In Tripolis mehren sich die Stimmen, die die Legitimität der Hohen Wahlkommission, die über die Zulassungen der Kandidatinnen und Kandidaten zu entscheiden hat, in Frage stellen. Der Militärstaatsanwalt, Generalmajor Mas’oud Arhouma, hatte von der Wahlkommission verlangt, Gaddafi und Haftar von der Wahl auszuschliessen. Gegen Haftar werde eine Anklage wegen der Ermordung von Zivilisten südlich von Beirut durch russische Wagner-Söldner vorbereitet.

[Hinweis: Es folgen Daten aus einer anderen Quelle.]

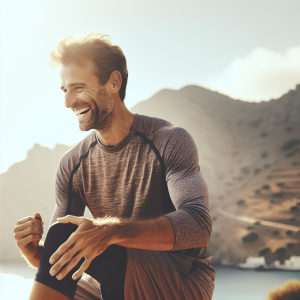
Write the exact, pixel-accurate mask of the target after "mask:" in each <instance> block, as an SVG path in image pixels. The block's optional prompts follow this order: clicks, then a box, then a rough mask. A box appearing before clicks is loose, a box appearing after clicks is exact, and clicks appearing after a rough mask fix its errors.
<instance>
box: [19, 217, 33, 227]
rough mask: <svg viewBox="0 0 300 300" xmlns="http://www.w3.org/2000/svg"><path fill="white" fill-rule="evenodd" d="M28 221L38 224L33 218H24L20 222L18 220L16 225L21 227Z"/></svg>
mask: <svg viewBox="0 0 300 300" xmlns="http://www.w3.org/2000/svg"><path fill="white" fill-rule="evenodd" d="M29 221H35V222H38V220H37V219H36V218H33V217H26V218H23V219H21V220H19V221H18V222H17V223H16V225H21V224H23V223H26V222H29Z"/></svg>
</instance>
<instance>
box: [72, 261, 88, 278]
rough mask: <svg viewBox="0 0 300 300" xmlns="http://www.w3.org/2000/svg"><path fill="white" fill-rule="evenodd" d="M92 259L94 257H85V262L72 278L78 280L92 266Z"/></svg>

Der Leiter der Wahlkommission, Imad alSayeh, aber wies die Intervention des Generalstaatsanwalts zurück, da dieser kein Recht habe, sich in die Angelegenheiten der Kommission einzumischen, und die Kandidatur von Haftar und Gaddafi «rechtlich einwandfrei» sei. Der Slowake Ján Kubiš, Sondergesandter des UN-Generalsekretärs für Libyen und Leiter der Unterstützungsmission der Vereinten Nationen in Libyen (UNSMIL), geht davon aus, dass sich noch die Gerichte in Libyen mit dieser Frage befassen werden.
Unklar ist auch, wie es mit der Wahlbeteiligung bestellt sein wird. Bislang haben nur etwa 2,8 Millionen Libyer Wahlkarten beantragt. Kommunale Behörden scheinen die Wahlvorbereitungen nicht besonders aktiv zu unterstützen. Die drohende Teilnahme Gaddafis an den Wahlen hat vor allem im Westen eine Proteststimmung aufkommen lassen. Die Stimmen, die sich für einen Boykott der Wahlen aussprechen, werden lauter. Profiteur könnte Khalifa Haftar sein. Je weniger Menschen im Westen wählen gehen, desto realistischer wird es für Haftar, aufgrund seiner starken Hausmacht im Osten die Wahlen gewinnen zu können.
Am Ende wird sich die Frage stellen, welche staatsrechtliche Stellung der Präsident im Lande haben wird. Diese Frage ist bislang ausgeklammert worden. Optimisten meinen, zwischen erstem und zweitem Wahlgang liesse sich hierüber ein Konsens finden. Eher wahrscheinlich ist aber, dass es bei der Unbestimmtheit bleiben wird und dass es von der gewählten Persönlichkeit abhängen wird, wie er das Amt ausfüllen wird. So ist nicht auszuschliessen, dass die gesamtlibyschen Präsidentschaftswahlen den Auftakt für eine erneute Sezession der Landesteile bilden wird.